変更箇所は、赤文字のキーコードのみにな、プログラムの他の部分を変更する必要がない。

==========

話を元に戻して...

青文字のブロックに続く後処理は、

If M
Then Locate 12,4,"<EXE>"◢
Locate 1,3,"    " (スペース7個)
Locate 12,4,"   " (スペース5個)
IfEnd


となっている。

[EXE] で元に戻るための使用方法の表示 <EXE> を行って、 命令で一旦停止。[EXE] で一旦停止を解除したら、全ての表示をスペースで上書き消去している。
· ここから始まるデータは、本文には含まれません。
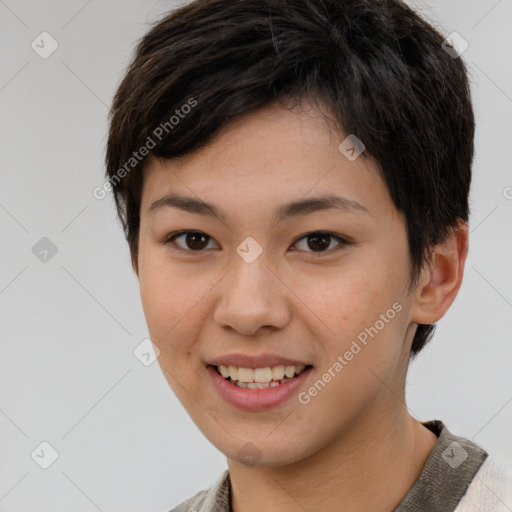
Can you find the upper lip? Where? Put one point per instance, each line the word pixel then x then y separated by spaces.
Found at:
pixel 252 361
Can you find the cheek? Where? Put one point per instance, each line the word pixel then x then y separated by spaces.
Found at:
pixel 170 298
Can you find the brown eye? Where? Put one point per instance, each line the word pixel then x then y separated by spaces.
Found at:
pixel 320 241
pixel 193 240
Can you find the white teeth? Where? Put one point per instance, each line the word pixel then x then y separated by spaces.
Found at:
pixel 260 375
pixel 278 372
pixel 263 374
pixel 245 374
pixel 233 372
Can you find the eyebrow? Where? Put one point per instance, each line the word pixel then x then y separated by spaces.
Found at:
pixel 291 209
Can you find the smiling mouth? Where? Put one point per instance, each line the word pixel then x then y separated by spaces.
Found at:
pixel 260 378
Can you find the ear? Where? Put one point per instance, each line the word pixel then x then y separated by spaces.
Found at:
pixel 440 281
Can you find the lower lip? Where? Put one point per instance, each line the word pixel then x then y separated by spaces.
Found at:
pixel 255 400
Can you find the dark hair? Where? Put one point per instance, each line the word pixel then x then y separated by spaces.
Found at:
pixel 378 67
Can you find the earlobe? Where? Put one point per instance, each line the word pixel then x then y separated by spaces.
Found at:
pixel 440 281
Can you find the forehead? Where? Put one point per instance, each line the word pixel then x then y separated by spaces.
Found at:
pixel 274 155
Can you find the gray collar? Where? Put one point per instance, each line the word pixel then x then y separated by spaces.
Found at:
pixel 445 478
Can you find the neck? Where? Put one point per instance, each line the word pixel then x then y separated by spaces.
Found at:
pixel 372 466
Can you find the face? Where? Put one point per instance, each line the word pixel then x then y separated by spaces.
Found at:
pixel 253 285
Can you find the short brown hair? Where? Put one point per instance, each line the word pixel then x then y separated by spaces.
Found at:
pixel 377 65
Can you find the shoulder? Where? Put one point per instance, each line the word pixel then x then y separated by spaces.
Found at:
pixel 217 498
pixel 491 489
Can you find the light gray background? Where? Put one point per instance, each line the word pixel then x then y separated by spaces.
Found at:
pixel 69 326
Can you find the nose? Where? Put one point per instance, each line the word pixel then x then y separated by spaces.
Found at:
pixel 252 297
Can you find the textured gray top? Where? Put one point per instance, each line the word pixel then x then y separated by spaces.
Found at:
pixel 445 478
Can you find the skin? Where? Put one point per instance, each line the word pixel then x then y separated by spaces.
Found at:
pixel 294 300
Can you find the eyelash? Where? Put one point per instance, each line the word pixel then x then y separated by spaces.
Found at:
pixel 342 241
なお、これら後処理は、有効なメニュー番号が選択された時のみ実行する。
有効なメニュー番号は 0  以外の整数なので、M が 0 でない時のみ実行するために、If M / IfEnd の中に記述している。ここでも、最初に変数 M を 0 で初期化していることが活きてくる。

If [分岐条件] / IfEnd の書式で、[分岐条件] は、それが 0 以外なら If 内の処理(If と IfEnd の間の処理)へ分岐する。0 なら処理を行わず、次へ進む。従って、If M という記述が可能になる。

詳しくは、Casio Basic コマンドリファレンス: If 文 参照。